I have a confession before I get started with this review. I am a cat.
You may be wondering what a cat is doing writing a movie review. It’s a fair question. No cats, to my knowledge, have ever penned reviews or made films before (though I have always suspected the Coen brothers are part cat). But I’m the cat that’s going to change all of that. I am Church, the fantastic feline who died and rose again – and who, I must say, completely stole the show in Kevin Kölsch’s and Dennis Widmyer’s adaptation of Stephen King’s Pet Sematary.
Here’s the thing: I’m a consistently great cat in this film. I’m actually played by five cats, with names like Leo, Tonic, Jager and JD. These are fine cat names (though frankly, I don’t understand the name Tonic one bit, if I’m being honest — which I’m known to be after a dosing of catnip), but I like the name Church the best.
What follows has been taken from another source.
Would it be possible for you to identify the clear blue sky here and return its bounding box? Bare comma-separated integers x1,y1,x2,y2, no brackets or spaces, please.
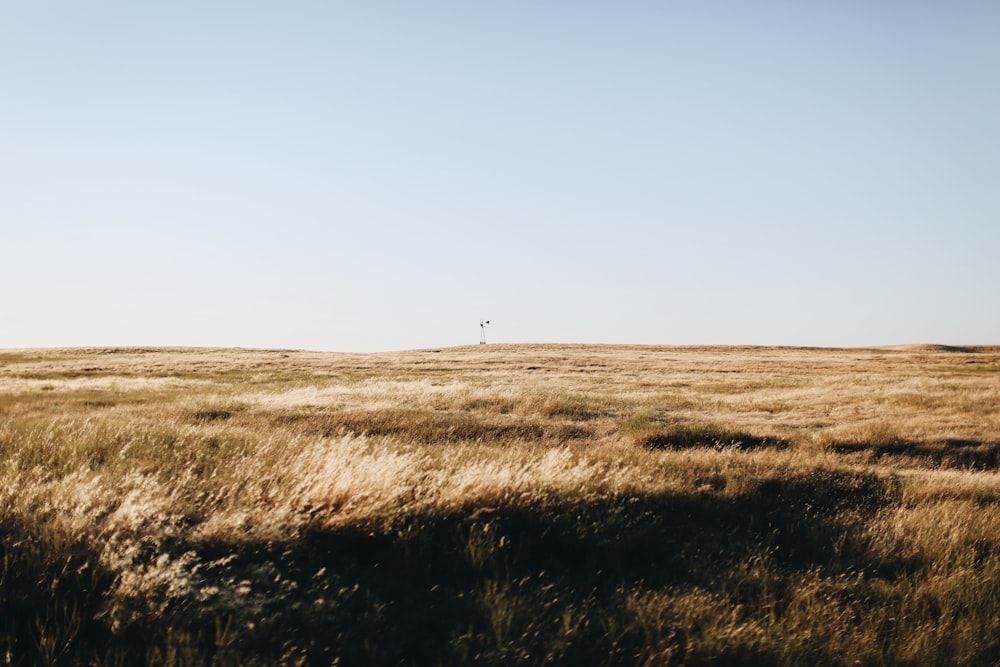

According to my 9-year-old owner and best friend, Ellie (Jeté Laurence), I’m named after Winston Churchill. But there’s another meaning in my name that’s more obvious and which no one ever talks about. You see, religion and spirituality are both noticeably absent in my family — yes, despite the fact that they named me Church.
Ellie’s dad Louis (Jason Clarke) is a doctor with a wiring for rationality and hard science. His wife, Rachel (Amy Seimetz), was so traumatized by the childhood death of her sister that she can’t think about mortality, much less what happens after we die. And 2-year-old Gage (Hugo and Lucas Lavoie) can’t talk or give me treats yet, so who cares what he’s thinking about?
But it’s always the case that the thing you try to bury (get it?) comes back to haunt you, isn’t it? When I get hit by a truck going too fast — and there are a whole lot of those in this film, so many that I wonder why my family didn’t build a fence or something — they can’t figure out how to tell Ellie I’m gone without having a big argument about it.
Clearly, burying me in an ancient, evil swamp watched over by the wendigo, a man-eating spirit of Algonquin folklore, is a way better plan than actually talking maturely to a child about death. Good thing Jud (John Lithgow), the friendly neighbor, is around to show Louis how to do it just right so that I can return – a little dirtier, stinkier and meaner — to my beloved Ellie.
Frankly, this is when I really get to shine. Being soft, fluffy and wholesome is one thing, but after my resurrection is when I get to let the claws come out. At first, my family is a little wary of the new me, and Louis starts to regret bringing me back at all, even though I’m a much better killer than I ever was before. I actually leave them an eviscerated bird as a thank you gift for welcoming me back, and they’re horrified. Humans — am I right?
I’m superglad when Ellie joins me in the postmortem world so we can both “hear the forest” together. Then we’re a totally unstoppable team — and, honestly, we’re doing it all just to make our family stronger and better, right? Because family is the most important thing. And even dead cats need a cozy, love-filled home in which to nap away the eldritch and unspeakable days ahead.